It’s apple picking season

It might be hard to convince most people that electro-rock pioneers Silver Apples are the most important band of the last 40 years. But it’s not such a stretch to suggest that rock and electronic music might have sounded a lot different had the duo not traded in their guitars and bass for synthesizers and oscillators in 1967 to create a sound unlike anything ever heard before.
Electronic music by the mid-20th century had broken off into two completely polarized approaches.
There were the esoteric experimentations of avant-garde composers such as Karlheinz Stockhausen and Milton Babbit, whose article “Who Cares if You Listen” aptly sums up the mutual disinterest he and the general public had for each other.
And on the other side of the spectrum were the more lowbrow (though no less innovative) commercial composers who used the electronic sound to more gimmicky effect in Sci-Fi movie scores, and novelty Moog covers albums, kitschy enough to make even Lawrence Welk blush.
But between these two artistic extremes existed a chasm, which electronic music had for the most part not seeped into; rock n roll. There had been flirtations with it by more ambitious artists such as Brian Wilson and Captain Beefheart with a Theremin or a sound effect here and there, but no rock band had dared place electronics at the forefront of their sound. This changed when Silver Apples came on the scene with their assortment of homemade synthesizers, oscillators, filters, phasers, and whatever other electronic gear they could get their hands on.
Like any act of brash trailblazing, you can’t help but try to trace the source of inspiration for these visionary ideas. Was it Morton Subotnick’s synthesizer experiments on Silver Apples of the Moon? Was it John Cage’s aleatoric music? Not quite.

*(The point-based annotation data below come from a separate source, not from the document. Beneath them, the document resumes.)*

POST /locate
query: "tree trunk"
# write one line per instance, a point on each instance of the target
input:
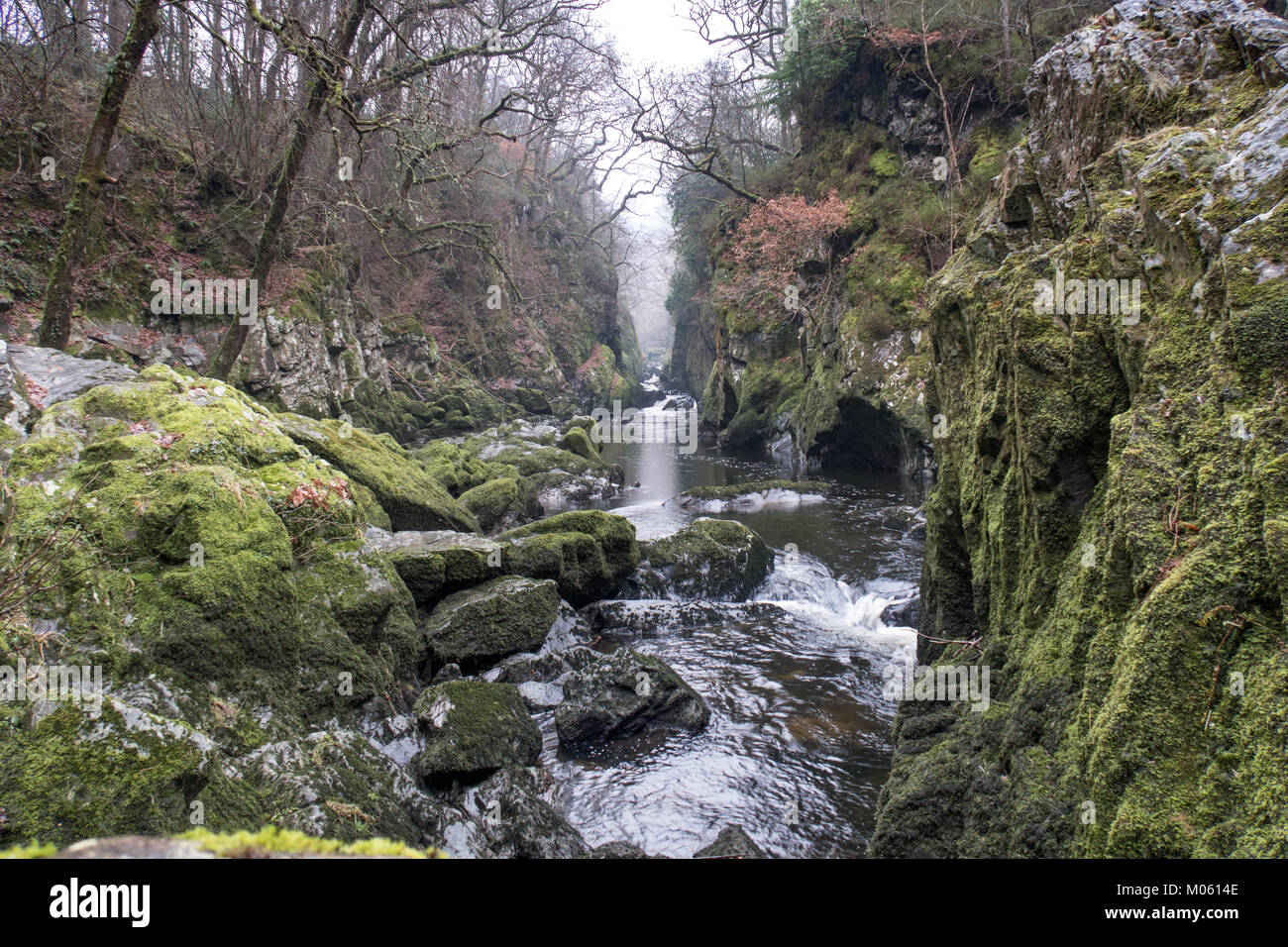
(55, 324)
(1006, 51)
(305, 123)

“My biggest musical influence was Fats Domino,” explains Simeon Coxe who started Silver Apples along with drummer Danny Taylor. “I hadn’t heard any of the electronic music of the day; (we) were strictly rock musicians. A friend of mine who was a ‘serious’ composer had an oscillator and used to drink vodka and play around with it along with Beethoven records, etc. One day when he passed out I put on a Stones record and started sweeping the oscillator sounds around and had so much fun I was hooked. I introduced it to my band at a gig that night and they hated it, but I didn’t care. I guess I drove them all away except for Danny, and Silver Apples was born.”

Silver Apples play at La Sala Rossa Thursday, Oct. 2.